Para maior completude, deve-se notar que o robô que o réu comercializou para os clientes não é resultado de seu desenvolvimento ou design, mas sim um robô pronto que ele comprou após encontrá-lo em uma busca na internet (P/2, p.  5, parágrafos 19 e seguintes).  O réu adquiriu seu conhecimento sobre o robô a partir de vídeos instrucionais para o robô, a partir de uma revisão do Manual Guide (P/2, p.  25, parágrafos 11-23; p.  26, parágrafos 20-23).

A Imagem em Ascensão Pelas evidências, que o réu não tem formação na área de comércio No mercado de capitais em geral ou no ouro em particular, e que ele não tem experiência única além do fato de ter negociado instrumentos financeiros de forma intermitente e não ser uma ocupação profissional.  Em seu anúncio BRNA O réu foi questionado se ele se define como perito.  Segundo o réu: "Um especialista é algo relativo.  Em relação a outras pessoas que não têm conhecimento..." (P/2, p.  38, p.  9; p.  40, parágrafos 5-11).  Mais tarde, em seu interrogatório, o réu confirma que, de acordo com uma definição objetiva, ele não é especialista e que é especialista em sua própria percepção Só (P/2, pp.  280-284).  De fato, não é possível excluir a possibilidade de definir uma pessoa como "especialista" em uma área específica com base na experiência ou autoaprendizagem sem treinamento formal, mas no caso do réu, esse não é o caso.

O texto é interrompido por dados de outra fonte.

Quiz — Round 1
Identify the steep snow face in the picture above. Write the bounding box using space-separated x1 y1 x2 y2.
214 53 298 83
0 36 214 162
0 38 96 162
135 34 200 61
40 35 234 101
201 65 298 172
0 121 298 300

  1. Em resumo, o réu se apresentou como um trader profissional veterano - embora não fosse um trader e certamente não um profissional; porque possui diplomas avançados em economia e administração de empresas - sem nenhum diploma em nenhuma área; porque é especialista em negociação de ouro - embora não seja especialista e seu conhecimento tenha sido adquirido lendo um livro e assistindo canais no YouTube; porque é proficiente em negociação robótica e está envolvido nisso há vários anos - enquanto sua proficiência é a invenção de um robô em buscar na Internet e ler o manual do usuário relacionado ao robô. Ao contrário da representação de que ele atua em comércio robótico há vários anos, a imagem é verdadeira de que o réu começou a se dedicar a esse negócio alguns meses antes do início do relacionamento com os clientes, e não anos, como ele apresentado.  Além disso, a própria declaração do réu indica que este não é um robô produto do desenvolvimento, mas sim um robô comprado por ele, e sua contribuição se expressa apenas na programação do robô (P/2, p.  253, parágrafos 10 a p .  254).
  2. Não há dúvida de que o réu sabia que as representações que fez não eram verdadeiras, já que os dados relacionados a ele - sua formação, conhecimento e expertise - e, portanto, ele é o mais conhecedor dos assuntos relacionados a ele.

Representações sobre os riscos e perspectivas de negociação na arena

  1. Segundo o acusador, o réu comercializou o trading robótico como um investimento que gerava alto retorno e baixo risco, e apresentava aos clientes falsas representações sobre os altos retornos gerados por sua atividade de negociação no passado, apesar de a maioria das contas que administrava ter sido perdida. Além disso, o réu apresentou a Pepperstone como um banco de investimento e evitou esclarecer aos clientes o risco envolvido na negociação em plataformas de negociação em geral e na Pepperstone em particular.
  2. A página de destino inclui representações claras sobre o risco e os altos retornos garantidos. No título da página inicial, estava anotado nas letras Kiddush al-Moon:

"Como representar um retorno de 25% (ou até mais) em um ano de forma passiva, totalmente automatizada e com baixo risco?"